Unpopular opinion post:
On Listing "Fees" (saw this a few times recently)
1. If you are a project complaining about listing airdrops or "fees" (to users),
Don't pay it.
If your project is strong, exchanges will race to list your coin.
If you have to beg an exchange to list, then... You need to ask yourself why, and who is providing value to whom.
2. If you complain about a competitor exchange's listing fees, then by all means, make your own listing fees 0, and be happy.
In fact, why not set all your fees to 0? including trading fees?
In a decentralized world, businesses are free to have their own business models. No one is forcing you to adopt a certain model.
Focus on treating your users well. Don't focus on your competitors.
3. If you are a bag holder of a coin, complain to the project. Not the exchange. Or use a DEX.
4. PancakeSwap doesn't have listing fees, and has very good volumes.
Further on this topic, exchanges adopt different listing models.
1. List everything on every blockchain. Most tokens are scams. Of the real "hard working" projects, most fail. Only a few projects will succeed.
2. Selectively list and make listing fee a revenue source. It's fine business model if you can attractive enough projects to list. Many small exchanges use this model, as they don't have enough trading fee revenue.
3. Selectively list. Ask for Airdrops to users. Security deposits, to make scams and failed projects more expensive to pull off. Protect users.
These models are not black and white, and many exchanges adopt a combination of them between spot listing, futures listing, alpha listing, web3 wallet buys, etc.
Work on your project, not other people. 🙏
binance didn't ask us for any listing fees/token supply when @virtuals_io got listed on spot.
in fact we got caught by surprised over a team dinner, when we got a message saying we had less than an hour to sort some liquidity for the initial order books lmao.
Let me share a little story on the largest ever single payment from @Binance, the $6m in 2017!
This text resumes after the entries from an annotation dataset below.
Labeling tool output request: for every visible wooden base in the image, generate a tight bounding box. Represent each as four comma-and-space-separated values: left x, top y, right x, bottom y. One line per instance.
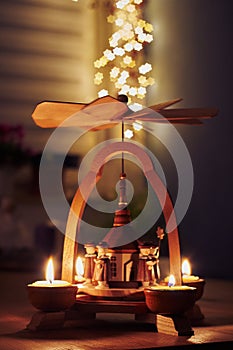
27, 296, 194, 336
155, 315, 194, 337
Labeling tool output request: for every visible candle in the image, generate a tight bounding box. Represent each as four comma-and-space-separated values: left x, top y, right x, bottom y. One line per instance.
27, 258, 77, 312
182, 259, 199, 283
74, 256, 85, 287
30, 258, 71, 287
144, 275, 196, 314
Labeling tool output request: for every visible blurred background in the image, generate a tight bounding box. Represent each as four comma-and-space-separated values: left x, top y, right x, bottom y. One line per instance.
0, 0, 233, 279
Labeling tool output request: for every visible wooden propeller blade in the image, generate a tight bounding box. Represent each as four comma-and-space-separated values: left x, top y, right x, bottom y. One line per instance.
32, 96, 128, 130
32, 101, 86, 128
148, 98, 183, 111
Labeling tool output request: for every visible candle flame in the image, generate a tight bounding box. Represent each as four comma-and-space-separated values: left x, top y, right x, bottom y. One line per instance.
182, 259, 191, 276
45, 258, 54, 283
168, 275, 176, 287
75, 256, 84, 276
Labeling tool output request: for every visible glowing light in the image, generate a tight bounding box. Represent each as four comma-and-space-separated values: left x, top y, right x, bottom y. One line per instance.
182, 259, 191, 276
138, 63, 152, 74
94, 0, 155, 105
98, 89, 108, 97
113, 47, 125, 56
75, 256, 84, 277
133, 122, 143, 131
168, 275, 176, 287
124, 129, 133, 139
45, 258, 54, 283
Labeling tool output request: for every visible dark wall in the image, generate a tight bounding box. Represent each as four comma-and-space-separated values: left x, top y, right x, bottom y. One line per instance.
148, 0, 233, 278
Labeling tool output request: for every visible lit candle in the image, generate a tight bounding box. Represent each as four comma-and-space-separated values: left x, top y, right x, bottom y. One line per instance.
158, 275, 193, 291
31, 258, 70, 287
74, 256, 85, 284
182, 259, 199, 283
144, 275, 196, 314
27, 258, 77, 312
182, 259, 205, 300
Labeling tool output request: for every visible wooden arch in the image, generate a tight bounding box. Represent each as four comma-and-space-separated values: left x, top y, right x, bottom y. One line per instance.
62, 142, 181, 285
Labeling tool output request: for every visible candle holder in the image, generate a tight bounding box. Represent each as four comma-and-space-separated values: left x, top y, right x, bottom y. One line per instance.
27, 283, 78, 312
144, 285, 196, 315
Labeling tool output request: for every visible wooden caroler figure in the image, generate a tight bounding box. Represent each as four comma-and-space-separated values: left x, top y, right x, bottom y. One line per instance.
93, 241, 111, 289
137, 243, 159, 287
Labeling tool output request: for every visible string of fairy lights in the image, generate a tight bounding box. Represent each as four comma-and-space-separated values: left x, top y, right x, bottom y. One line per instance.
71, 0, 155, 108
72, 0, 155, 139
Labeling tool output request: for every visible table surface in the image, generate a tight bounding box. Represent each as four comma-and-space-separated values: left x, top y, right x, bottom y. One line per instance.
0, 271, 233, 350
I hope this will help you better understand the #Binance culture.
Binance launched on July 14, 2017, having successfully raised $15m in its ICO two weeks prior.
Less than 6 week later, on Sept 4th, 2017, China issued a ban on crypto exchanges, crypto mining, as well as recommending any ICO projects to return users investments in full should the users want it.
With the announcement, many tokens dropped below their ICO price. BNB dropped from 22x to 6x of its ICO price. Luckily, it was still 6x. So no one wanted to return $6 for $1.
However, four other projects on Binance fell below their ICO prices. The teams behind those projects lacked the funds to fully reimburse their users.
Our team ran some calculations. The gap was about $6 million USD.
The team called me and asked if we should use our own funds to make our users whole, even though those were neither our projects, nor our obligation.
$6m million might not sound like a lot today, but to put it in perspective, we had raised $15 million just eight weeks prior. We were not profitable. We were buying servers and hiring people. We were burning cash.
Giving $6 million to users would deplete our corporate treasury by more than 40%.
I joined the call on a moving train in Tokyo. I asked if anyone had any objections.
No one objected. I said, “let’s do it”.
Percentage wise, that was the single largest transaction in our corporate history.
That announcement immediately received overwhelming responses from the crypto community, not only in China, but around the world.
No other company had protected its users to such an extent, even to this day.
The market rewarded us. Users from around the world joined us. They saw that Binance protected users with not just words, but with action and funds.
When we made the decision to make users whole, we had about 35,000 users. A month later, we had 120,000 users. We became profitable, and have been ever since.
Two months after that, we became the world’s largest crypto exchange, and have been ever since.
Hence our core value: Protect Users!